Inflation may not be the only reason Californians are dealing with high prices at the grocery store.

California Attorney General Rob Bonta announced Monday the state — alongside Minnesota, North Carolina and Tennessee — joined the U.S. Department of Justice’s lawsuit against an agriculture data company, alleging it violated federal antitrust law and facilitated an unlawful increase of certain meat prices.

The lawsuit, originally filed on Sept. 28, accuses Agri Stats, a company that manages anticompetitive information exchanges for meat processors, of providing weekly and monthly reports with competitively sensitive data to subscribing processors of chicken, pork and turkey.

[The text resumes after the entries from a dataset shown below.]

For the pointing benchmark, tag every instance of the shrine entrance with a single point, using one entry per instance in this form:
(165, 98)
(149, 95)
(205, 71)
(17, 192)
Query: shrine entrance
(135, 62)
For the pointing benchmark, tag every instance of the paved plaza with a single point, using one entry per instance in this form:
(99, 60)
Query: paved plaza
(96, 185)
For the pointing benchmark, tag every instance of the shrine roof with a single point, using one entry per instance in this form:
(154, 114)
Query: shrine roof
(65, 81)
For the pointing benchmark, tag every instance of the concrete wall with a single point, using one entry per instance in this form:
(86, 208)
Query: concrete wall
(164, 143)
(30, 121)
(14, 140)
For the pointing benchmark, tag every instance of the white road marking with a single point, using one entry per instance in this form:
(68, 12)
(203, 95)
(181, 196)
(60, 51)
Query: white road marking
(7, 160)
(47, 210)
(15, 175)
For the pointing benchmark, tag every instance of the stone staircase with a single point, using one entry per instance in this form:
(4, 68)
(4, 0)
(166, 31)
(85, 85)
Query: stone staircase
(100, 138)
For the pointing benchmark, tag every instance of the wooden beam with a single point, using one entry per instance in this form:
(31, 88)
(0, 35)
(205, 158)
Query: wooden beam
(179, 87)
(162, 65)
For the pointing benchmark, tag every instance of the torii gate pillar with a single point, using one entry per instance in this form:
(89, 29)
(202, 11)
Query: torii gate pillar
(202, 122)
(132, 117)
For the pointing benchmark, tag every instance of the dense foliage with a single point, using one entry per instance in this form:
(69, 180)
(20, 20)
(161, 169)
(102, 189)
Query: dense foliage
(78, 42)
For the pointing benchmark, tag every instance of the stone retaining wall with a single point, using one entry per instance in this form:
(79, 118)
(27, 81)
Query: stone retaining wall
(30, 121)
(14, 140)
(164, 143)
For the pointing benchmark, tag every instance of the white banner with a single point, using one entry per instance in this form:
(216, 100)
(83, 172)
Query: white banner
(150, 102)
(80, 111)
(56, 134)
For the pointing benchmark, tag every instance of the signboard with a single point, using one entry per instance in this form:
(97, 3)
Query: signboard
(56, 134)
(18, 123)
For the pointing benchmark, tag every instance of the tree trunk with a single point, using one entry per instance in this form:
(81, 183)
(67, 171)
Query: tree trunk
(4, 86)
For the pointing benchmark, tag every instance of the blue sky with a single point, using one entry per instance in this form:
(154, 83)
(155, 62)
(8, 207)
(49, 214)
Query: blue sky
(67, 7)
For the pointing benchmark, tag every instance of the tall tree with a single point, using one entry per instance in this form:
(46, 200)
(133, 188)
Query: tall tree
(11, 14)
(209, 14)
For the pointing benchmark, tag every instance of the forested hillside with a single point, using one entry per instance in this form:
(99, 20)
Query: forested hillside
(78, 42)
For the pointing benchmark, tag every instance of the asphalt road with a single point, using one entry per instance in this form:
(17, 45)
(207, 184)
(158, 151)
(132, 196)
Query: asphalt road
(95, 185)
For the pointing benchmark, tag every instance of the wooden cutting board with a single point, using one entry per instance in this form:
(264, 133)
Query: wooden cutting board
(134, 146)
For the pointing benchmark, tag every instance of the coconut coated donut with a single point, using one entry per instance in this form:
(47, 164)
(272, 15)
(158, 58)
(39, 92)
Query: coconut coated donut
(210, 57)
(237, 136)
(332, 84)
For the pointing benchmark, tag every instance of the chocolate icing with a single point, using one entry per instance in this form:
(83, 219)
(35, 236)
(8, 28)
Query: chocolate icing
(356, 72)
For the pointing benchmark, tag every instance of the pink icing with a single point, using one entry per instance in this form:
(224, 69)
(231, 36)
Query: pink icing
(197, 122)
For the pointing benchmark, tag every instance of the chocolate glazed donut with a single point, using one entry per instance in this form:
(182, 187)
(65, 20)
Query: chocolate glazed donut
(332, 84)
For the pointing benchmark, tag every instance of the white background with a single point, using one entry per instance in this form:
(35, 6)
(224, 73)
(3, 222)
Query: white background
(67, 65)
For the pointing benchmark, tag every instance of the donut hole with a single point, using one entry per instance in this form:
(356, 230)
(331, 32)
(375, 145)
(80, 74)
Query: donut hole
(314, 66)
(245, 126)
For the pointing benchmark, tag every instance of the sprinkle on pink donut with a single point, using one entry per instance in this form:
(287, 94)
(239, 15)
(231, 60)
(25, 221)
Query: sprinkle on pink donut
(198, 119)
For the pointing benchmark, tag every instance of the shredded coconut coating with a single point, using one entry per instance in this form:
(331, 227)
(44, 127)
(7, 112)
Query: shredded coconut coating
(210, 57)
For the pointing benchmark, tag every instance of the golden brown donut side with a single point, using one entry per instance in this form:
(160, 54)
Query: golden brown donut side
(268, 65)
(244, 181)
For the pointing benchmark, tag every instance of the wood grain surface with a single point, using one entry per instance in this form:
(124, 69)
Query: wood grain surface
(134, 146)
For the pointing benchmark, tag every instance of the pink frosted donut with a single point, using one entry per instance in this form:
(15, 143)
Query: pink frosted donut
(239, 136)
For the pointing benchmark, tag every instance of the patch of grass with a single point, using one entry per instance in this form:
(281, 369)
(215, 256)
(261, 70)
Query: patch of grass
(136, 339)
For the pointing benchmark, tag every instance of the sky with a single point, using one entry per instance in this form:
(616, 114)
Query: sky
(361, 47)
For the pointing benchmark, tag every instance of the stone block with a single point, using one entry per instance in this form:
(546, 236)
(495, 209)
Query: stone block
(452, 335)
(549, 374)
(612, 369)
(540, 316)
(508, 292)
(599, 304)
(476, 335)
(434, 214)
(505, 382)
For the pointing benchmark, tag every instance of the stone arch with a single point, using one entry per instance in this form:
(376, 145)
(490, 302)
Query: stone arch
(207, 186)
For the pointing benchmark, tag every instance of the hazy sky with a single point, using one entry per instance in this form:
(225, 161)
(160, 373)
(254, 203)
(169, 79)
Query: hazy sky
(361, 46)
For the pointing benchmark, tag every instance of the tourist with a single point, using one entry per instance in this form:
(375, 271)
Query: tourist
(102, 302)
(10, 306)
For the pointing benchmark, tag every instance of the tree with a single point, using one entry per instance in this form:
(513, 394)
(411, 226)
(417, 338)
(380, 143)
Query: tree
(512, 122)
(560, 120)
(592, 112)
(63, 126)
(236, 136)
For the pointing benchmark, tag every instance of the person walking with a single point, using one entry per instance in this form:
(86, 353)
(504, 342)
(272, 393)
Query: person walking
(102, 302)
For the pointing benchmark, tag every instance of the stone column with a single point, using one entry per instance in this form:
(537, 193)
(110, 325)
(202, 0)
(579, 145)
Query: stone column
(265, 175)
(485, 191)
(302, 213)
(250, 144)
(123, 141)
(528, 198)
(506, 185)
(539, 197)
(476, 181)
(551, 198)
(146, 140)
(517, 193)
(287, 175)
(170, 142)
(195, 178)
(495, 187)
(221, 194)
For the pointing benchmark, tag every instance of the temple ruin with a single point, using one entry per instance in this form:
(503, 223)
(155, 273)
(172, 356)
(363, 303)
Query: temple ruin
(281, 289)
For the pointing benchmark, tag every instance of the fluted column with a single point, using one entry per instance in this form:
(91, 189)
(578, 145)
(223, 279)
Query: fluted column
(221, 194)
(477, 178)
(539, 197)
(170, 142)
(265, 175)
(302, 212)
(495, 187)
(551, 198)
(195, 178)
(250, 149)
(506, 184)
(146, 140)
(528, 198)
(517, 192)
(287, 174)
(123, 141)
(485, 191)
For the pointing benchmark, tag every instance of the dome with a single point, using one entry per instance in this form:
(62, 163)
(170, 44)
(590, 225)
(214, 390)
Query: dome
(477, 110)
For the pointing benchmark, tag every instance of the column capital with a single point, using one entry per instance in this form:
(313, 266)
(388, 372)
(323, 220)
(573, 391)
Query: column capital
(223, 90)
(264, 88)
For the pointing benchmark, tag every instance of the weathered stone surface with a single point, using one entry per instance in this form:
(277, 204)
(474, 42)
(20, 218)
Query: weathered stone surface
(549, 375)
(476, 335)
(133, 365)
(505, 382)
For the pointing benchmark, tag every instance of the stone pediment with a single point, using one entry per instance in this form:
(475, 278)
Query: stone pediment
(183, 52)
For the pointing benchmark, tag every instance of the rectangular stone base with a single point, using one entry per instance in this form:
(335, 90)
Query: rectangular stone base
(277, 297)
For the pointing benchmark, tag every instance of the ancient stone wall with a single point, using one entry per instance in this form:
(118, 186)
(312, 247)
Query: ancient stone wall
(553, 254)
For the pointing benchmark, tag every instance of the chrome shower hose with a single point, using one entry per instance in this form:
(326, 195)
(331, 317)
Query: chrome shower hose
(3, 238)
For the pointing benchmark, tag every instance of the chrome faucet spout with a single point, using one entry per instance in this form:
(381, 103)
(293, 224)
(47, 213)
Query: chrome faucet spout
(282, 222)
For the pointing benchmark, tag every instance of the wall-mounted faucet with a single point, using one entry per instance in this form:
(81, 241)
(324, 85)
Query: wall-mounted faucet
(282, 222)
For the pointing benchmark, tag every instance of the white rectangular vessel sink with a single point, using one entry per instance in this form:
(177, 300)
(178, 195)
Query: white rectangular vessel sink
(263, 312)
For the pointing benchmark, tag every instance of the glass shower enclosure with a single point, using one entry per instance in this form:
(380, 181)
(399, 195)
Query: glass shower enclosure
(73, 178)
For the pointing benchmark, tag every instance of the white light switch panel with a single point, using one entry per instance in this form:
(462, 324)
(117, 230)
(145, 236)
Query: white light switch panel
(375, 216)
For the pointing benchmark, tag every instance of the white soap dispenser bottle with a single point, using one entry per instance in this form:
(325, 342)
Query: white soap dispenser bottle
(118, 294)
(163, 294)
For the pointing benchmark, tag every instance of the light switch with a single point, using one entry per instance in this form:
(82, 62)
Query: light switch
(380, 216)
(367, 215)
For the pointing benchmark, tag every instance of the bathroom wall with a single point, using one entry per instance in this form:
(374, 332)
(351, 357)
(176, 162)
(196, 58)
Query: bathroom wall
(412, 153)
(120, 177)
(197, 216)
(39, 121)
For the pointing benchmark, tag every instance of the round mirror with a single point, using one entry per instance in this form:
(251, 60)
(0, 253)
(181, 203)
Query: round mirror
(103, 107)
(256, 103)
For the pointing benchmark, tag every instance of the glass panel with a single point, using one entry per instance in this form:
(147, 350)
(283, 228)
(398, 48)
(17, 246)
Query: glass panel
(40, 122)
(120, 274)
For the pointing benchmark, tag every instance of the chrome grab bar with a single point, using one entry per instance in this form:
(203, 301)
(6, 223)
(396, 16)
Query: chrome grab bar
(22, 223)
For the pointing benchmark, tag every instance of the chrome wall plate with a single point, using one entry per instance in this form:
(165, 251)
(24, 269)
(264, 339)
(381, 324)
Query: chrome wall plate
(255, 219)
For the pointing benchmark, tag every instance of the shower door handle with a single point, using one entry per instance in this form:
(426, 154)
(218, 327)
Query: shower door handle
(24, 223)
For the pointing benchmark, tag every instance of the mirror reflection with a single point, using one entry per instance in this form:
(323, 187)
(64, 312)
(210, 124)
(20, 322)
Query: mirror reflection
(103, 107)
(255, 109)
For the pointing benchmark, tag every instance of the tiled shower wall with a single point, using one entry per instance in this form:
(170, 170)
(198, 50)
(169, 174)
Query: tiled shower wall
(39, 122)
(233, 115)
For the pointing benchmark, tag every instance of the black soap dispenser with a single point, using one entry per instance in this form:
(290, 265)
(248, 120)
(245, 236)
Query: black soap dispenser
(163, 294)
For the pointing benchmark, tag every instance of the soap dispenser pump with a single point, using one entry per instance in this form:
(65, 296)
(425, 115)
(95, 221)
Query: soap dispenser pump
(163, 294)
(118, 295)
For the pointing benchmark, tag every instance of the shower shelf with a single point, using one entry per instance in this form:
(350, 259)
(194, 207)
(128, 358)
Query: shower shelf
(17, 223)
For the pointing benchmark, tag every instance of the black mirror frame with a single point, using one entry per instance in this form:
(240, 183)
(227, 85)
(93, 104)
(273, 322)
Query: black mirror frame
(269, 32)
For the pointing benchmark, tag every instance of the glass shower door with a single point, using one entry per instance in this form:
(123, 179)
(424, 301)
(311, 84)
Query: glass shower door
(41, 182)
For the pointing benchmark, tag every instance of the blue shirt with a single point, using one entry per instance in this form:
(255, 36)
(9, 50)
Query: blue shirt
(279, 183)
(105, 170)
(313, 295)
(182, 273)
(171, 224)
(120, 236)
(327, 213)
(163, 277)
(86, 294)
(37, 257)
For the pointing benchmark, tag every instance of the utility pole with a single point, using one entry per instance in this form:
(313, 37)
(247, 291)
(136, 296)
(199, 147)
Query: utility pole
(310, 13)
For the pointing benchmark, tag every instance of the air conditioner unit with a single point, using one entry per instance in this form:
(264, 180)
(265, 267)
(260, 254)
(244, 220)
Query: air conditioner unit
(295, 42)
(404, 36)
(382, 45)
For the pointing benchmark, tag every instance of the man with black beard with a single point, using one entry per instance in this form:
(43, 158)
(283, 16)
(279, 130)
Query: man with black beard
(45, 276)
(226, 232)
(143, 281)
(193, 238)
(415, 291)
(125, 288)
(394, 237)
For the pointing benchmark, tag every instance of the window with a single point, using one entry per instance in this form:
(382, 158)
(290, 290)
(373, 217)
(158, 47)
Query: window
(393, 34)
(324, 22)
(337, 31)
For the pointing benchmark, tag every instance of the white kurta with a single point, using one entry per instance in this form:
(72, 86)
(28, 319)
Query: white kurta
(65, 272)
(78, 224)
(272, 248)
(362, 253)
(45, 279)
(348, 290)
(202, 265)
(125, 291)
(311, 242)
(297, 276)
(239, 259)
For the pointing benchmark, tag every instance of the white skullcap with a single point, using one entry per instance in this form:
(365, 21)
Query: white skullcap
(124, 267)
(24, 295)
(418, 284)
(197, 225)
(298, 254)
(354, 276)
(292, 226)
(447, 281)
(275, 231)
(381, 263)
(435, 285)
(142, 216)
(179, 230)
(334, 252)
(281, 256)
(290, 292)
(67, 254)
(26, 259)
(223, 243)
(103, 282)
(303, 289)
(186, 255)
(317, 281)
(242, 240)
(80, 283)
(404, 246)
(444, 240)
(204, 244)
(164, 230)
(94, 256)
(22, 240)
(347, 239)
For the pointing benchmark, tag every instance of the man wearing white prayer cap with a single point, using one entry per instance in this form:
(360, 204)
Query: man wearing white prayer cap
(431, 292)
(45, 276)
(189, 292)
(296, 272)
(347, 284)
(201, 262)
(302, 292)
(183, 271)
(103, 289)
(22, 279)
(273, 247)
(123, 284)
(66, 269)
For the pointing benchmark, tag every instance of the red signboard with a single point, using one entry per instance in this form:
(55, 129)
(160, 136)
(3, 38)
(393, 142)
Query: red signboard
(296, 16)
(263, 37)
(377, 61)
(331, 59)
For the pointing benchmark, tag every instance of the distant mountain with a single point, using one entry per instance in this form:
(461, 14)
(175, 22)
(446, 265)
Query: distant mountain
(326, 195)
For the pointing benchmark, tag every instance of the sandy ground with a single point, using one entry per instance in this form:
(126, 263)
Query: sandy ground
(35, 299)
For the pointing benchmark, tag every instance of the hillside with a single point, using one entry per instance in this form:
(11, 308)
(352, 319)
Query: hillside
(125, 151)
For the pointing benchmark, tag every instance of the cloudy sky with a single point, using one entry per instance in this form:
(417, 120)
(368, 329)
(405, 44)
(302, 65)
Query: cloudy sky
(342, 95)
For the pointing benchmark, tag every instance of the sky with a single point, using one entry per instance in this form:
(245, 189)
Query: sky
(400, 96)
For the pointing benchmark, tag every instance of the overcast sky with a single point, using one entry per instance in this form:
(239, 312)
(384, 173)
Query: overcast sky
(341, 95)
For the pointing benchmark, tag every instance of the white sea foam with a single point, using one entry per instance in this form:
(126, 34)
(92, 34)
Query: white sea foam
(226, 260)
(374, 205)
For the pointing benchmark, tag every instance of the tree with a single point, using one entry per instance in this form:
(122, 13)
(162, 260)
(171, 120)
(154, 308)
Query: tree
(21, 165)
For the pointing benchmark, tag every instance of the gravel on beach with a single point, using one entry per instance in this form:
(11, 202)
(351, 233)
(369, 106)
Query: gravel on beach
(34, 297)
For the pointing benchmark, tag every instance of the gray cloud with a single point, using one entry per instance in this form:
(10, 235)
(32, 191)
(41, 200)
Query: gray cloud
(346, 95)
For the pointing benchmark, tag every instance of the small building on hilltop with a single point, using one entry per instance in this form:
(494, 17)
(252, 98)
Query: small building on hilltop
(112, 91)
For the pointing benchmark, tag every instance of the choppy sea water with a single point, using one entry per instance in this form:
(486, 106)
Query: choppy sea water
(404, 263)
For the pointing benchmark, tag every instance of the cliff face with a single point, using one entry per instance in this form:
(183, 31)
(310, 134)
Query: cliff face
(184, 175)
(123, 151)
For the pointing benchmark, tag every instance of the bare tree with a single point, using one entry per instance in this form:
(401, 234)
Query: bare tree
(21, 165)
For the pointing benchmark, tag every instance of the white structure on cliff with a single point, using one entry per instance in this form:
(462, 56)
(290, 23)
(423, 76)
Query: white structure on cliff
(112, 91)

Those processors used the reports to “engage in a coordinated effort to increase prices and reduce output,” according to a release from the state Attorney General’s Office about Monday’s amended complaint filed in federal court in Minnesota.

The participating processors accounted for more than 90% of chicken sales, 80% of pork sales and 90% of turkey sales.

“Because of Agri Stats’ anticompetitive business practices, Californians have been paying more for chicken, pork, and turkey meat than they otherwise would have,” Bonta said in a news release. “Agriculture markets are a lifeblood of the California economy and the cost of putting dinner on the table matters to every family in this state.”

In a news release after the lawsuit was first filed, the company denied the allegations.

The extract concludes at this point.